A los ojos de los actuales herederos de Voltaire, Rousseau y Nietzsche,
toda ética basada en el deber aparece como imposición fanática y
fundamentalista. Como explica Lipovetsky en El crepúsculo del deber,
hemos entrado en la época del posdeber, en una sociedad que desprecia la
abnegación y estimula sistemáticamente los deseos inmediatos, un Nuevo
Mundo donde solo se otorga crédito a las normas indoloras, a la moral sin
obligación ni sanción.
El problema es la cuenta de resultados. Lipovetsky reconoce que la
anestesia del deber contribuye a disolver el necesario autocontrol de los
comportamientos, a promover un individualismo conflictivo. Cita como
ejemplos elocuentes la durísima competencia profesional y social, la
proliferación de suburbios donde se multiplican las familias sin padre, los
analfabetos, los miserables atrapados por la gangrena de la droga, las
violencias de los jóvenes, el aumento de las violaciones y los asesinatos.

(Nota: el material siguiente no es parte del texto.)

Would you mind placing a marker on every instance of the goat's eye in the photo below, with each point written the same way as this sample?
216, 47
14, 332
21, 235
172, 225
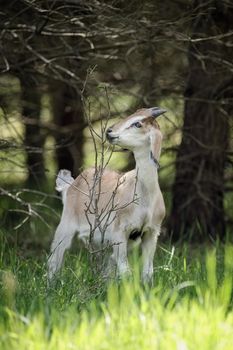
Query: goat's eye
137, 125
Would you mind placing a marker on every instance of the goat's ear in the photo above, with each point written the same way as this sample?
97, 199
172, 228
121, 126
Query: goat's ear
155, 145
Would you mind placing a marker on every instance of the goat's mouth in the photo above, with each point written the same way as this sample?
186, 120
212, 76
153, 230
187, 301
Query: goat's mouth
112, 139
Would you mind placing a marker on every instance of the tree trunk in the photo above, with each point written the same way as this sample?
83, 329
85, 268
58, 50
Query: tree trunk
68, 111
197, 208
33, 139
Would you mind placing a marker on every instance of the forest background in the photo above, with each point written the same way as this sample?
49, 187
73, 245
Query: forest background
62, 60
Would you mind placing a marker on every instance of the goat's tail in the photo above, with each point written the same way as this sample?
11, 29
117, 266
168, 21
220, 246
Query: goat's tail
63, 182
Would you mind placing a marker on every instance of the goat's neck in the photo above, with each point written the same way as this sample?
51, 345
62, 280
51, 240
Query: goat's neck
147, 172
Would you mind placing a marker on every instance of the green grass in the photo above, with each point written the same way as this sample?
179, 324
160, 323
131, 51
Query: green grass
189, 305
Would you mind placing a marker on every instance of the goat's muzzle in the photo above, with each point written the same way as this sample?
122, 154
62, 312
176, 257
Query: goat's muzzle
110, 137
156, 111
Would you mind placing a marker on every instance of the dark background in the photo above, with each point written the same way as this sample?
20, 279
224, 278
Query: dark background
116, 56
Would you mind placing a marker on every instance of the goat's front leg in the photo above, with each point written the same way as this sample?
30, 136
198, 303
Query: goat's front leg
119, 255
149, 242
61, 242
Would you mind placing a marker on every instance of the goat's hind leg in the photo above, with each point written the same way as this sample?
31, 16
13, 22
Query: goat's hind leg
61, 242
149, 243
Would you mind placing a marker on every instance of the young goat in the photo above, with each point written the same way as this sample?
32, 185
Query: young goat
139, 133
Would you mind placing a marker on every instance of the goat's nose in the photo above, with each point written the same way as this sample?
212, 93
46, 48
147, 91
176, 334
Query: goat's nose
109, 130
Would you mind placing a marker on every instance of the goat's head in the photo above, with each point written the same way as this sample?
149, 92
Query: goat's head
138, 131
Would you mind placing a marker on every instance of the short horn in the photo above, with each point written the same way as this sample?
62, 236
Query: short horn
156, 111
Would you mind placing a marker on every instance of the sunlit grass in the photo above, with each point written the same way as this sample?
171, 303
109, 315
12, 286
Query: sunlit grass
189, 305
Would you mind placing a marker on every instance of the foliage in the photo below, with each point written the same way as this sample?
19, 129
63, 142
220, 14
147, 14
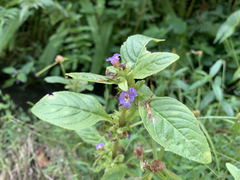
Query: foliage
78, 111
205, 78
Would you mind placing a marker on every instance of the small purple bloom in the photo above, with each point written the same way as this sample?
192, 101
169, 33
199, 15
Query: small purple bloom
127, 96
114, 60
99, 145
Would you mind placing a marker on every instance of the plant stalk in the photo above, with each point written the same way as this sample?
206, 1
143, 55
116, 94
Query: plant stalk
115, 148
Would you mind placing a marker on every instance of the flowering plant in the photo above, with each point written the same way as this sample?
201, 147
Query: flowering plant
169, 123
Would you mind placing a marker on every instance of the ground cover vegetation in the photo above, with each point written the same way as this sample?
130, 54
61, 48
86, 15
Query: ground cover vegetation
43, 41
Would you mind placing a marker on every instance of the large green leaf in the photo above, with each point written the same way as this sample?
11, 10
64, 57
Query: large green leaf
145, 63
235, 172
176, 129
91, 135
70, 110
151, 63
115, 173
134, 46
93, 78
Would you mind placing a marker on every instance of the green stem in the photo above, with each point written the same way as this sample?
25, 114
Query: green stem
63, 69
123, 116
160, 155
115, 149
154, 146
232, 52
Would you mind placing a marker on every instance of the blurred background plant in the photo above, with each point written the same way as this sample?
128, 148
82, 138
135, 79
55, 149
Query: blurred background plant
206, 78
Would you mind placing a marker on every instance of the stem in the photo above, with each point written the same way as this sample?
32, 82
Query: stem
140, 17
154, 146
123, 116
63, 70
115, 149
160, 155
232, 52
121, 125
190, 9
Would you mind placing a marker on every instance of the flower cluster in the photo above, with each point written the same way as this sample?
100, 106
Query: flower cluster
126, 97
99, 146
114, 60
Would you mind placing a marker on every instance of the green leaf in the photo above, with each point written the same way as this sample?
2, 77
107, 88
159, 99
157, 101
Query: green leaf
151, 63
207, 100
115, 173
92, 78
228, 27
176, 128
26, 68
56, 79
217, 91
227, 108
134, 46
145, 63
215, 68
70, 110
199, 83
236, 76
235, 172
91, 135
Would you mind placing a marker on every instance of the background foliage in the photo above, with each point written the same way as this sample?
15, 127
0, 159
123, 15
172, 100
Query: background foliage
205, 34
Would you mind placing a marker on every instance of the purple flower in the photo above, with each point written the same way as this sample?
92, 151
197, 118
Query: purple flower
114, 60
127, 96
99, 145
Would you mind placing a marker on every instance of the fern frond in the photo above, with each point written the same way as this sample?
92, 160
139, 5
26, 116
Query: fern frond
35, 3
6, 14
10, 29
52, 48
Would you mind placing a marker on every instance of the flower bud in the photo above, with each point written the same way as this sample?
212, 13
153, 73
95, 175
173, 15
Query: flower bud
139, 152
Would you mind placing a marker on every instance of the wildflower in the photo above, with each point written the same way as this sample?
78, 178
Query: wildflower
157, 166
127, 96
100, 146
128, 135
59, 58
114, 60
139, 152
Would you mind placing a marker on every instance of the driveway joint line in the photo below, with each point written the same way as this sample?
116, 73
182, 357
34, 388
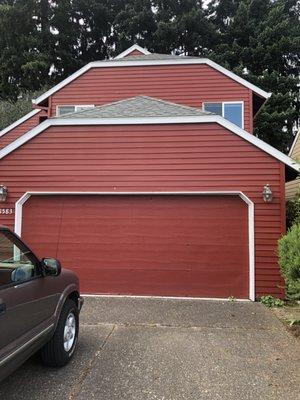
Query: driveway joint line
155, 325
89, 367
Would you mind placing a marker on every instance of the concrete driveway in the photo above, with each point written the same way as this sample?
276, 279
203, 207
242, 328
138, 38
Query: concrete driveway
156, 349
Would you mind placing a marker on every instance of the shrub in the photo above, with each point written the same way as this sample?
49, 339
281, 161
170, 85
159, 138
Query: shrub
270, 301
289, 260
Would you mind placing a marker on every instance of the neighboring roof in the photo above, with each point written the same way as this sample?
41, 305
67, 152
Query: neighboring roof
137, 107
297, 137
134, 47
19, 121
108, 116
151, 60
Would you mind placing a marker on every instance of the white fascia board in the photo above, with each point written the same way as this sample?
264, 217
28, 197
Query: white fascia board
297, 137
132, 48
140, 63
150, 121
19, 121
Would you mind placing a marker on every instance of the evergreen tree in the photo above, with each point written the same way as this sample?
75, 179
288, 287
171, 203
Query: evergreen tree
23, 64
260, 40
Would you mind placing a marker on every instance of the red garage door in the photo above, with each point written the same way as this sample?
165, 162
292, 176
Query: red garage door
149, 245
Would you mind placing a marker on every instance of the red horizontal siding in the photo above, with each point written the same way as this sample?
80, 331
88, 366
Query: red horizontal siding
19, 130
184, 84
155, 158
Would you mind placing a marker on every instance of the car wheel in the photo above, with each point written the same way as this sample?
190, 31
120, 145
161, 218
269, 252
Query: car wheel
60, 349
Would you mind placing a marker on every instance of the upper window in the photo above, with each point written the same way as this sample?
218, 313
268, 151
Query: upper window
231, 110
63, 110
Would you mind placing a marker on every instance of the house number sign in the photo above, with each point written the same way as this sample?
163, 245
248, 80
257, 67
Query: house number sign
6, 211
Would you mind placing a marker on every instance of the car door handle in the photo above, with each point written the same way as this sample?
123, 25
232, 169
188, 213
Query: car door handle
2, 308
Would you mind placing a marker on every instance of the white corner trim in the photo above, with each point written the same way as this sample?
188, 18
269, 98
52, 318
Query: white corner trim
297, 137
140, 63
19, 208
157, 120
132, 48
19, 121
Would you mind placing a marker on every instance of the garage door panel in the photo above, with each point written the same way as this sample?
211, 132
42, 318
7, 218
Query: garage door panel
151, 245
183, 283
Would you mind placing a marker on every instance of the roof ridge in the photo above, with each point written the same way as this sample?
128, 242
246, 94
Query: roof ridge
177, 104
154, 99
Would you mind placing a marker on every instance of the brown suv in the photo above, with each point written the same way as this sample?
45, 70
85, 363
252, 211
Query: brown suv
39, 306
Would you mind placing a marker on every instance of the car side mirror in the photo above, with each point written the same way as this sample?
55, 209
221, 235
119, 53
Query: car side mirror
51, 267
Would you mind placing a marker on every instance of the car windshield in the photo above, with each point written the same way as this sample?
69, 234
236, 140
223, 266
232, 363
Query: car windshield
17, 263
10, 252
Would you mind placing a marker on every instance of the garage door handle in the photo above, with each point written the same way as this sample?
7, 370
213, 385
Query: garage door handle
2, 308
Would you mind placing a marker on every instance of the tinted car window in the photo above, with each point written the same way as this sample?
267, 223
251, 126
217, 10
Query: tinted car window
16, 265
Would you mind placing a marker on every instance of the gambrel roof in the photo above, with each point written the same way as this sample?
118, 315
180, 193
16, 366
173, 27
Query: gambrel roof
150, 59
143, 110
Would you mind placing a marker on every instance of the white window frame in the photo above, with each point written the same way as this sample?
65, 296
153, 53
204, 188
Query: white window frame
73, 105
223, 107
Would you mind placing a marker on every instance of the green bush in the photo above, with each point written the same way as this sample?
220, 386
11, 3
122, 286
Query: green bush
270, 301
289, 260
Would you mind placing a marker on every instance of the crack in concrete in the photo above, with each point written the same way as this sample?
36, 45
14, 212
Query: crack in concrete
157, 325
84, 373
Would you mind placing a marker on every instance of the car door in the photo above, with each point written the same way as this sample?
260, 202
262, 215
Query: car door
26, 307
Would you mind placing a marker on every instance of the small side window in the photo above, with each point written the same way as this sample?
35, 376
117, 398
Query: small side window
16, 265
234, 113
215, 108
63, 110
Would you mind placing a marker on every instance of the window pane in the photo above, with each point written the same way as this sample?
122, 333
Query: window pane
215, 108
62, 110
15, 266
233, 112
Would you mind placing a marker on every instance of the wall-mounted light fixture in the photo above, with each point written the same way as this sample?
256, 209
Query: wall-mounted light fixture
3, 193
267, 194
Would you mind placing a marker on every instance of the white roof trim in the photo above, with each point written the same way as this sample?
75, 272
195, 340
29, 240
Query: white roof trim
159, 120
19, 121
140, 63
132, 48
297, 137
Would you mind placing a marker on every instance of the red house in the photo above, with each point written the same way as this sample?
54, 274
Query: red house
142, 174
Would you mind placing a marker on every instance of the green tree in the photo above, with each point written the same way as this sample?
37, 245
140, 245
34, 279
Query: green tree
260, 40
23, 64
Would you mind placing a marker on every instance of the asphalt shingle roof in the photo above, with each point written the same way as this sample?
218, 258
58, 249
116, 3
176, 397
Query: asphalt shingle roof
138, 107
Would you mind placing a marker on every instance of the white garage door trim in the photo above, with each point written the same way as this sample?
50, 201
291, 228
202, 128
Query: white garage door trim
27, 195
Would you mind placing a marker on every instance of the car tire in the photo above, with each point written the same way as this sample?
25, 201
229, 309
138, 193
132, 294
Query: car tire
60, 349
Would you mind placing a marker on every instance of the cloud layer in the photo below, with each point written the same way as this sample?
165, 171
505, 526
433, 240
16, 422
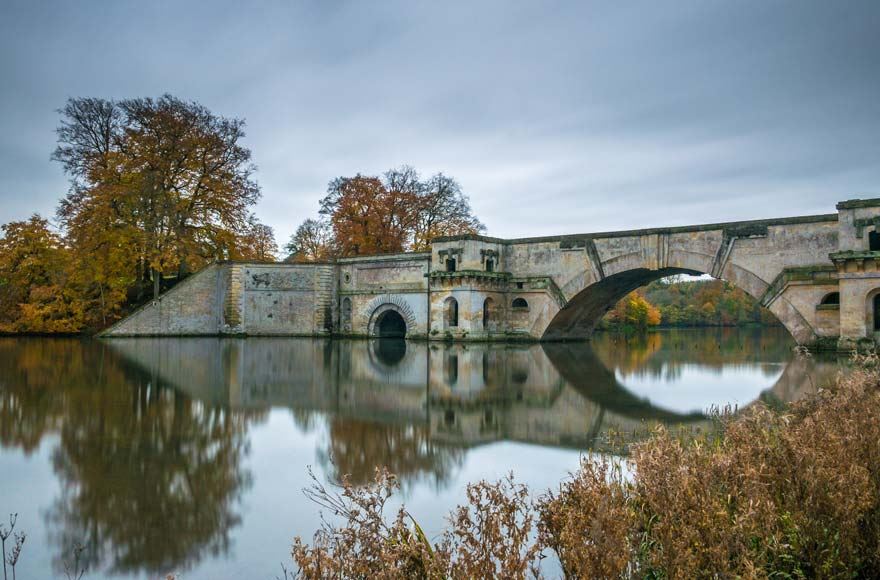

Son efectos de una cultura –dice– que celebra el presente puro estimulando
el ego, la vida libre, el cumplimiento inmediato de los deseos.
Lipovetsky advierte que en la resolución de esos conflictos nos jugamos
el porvenir de las democracias: “No hay en absoluto tarea más crucial que
hacer retroceder el individualismo irresponsable”. Si su citado libro se abría
con un optimismo que sonaba a música celestial compuesta para la
coronación del buen salvaje, doscientas páginas después el autor empieza a
desdecirse y denuncia las trampas de la razón posmoralista, apela con todas
sus fuerzas a la ética aristotélica de la prudencia, subraya que en todas
partes la fiebre de autonomía moral se paga con el desequilibrio existencial,
y reconoce abiertamente que la solución a nuestros males “exige virtud,
honestidad, respeto a los derechos del hombre, responsabilidad individual,
deontología”.
La sustancia de la sociedad posmoderna es, en resumen, una mezcla de
movilidad, incertidumbre y valores relativos, con acuerdos temporales y
pasajeros, válidos solo hasta nuevo aviso. Ese “fin de la era del compromiso
mutuo” obliga al individuo a adaptarse constantemente, a reinventarse
varias veces a lo largo de su vida, a sufrir la provisionalidad crónica de su
personalidad, a vivir en estado de perpetua zozobra. Después de echar las
cuentas, el último Vattimo nos brinda un último consejo:
El hombre posmoderno ha quedado desamparado al abandonar la
creencia religiosa y abrazar el ateísmo. Sin un sentido trascendente de la
vida, experimenta angustia e infelicidad. Nada malo hay, por tanto, en
volver a la ética del amor al prójimo.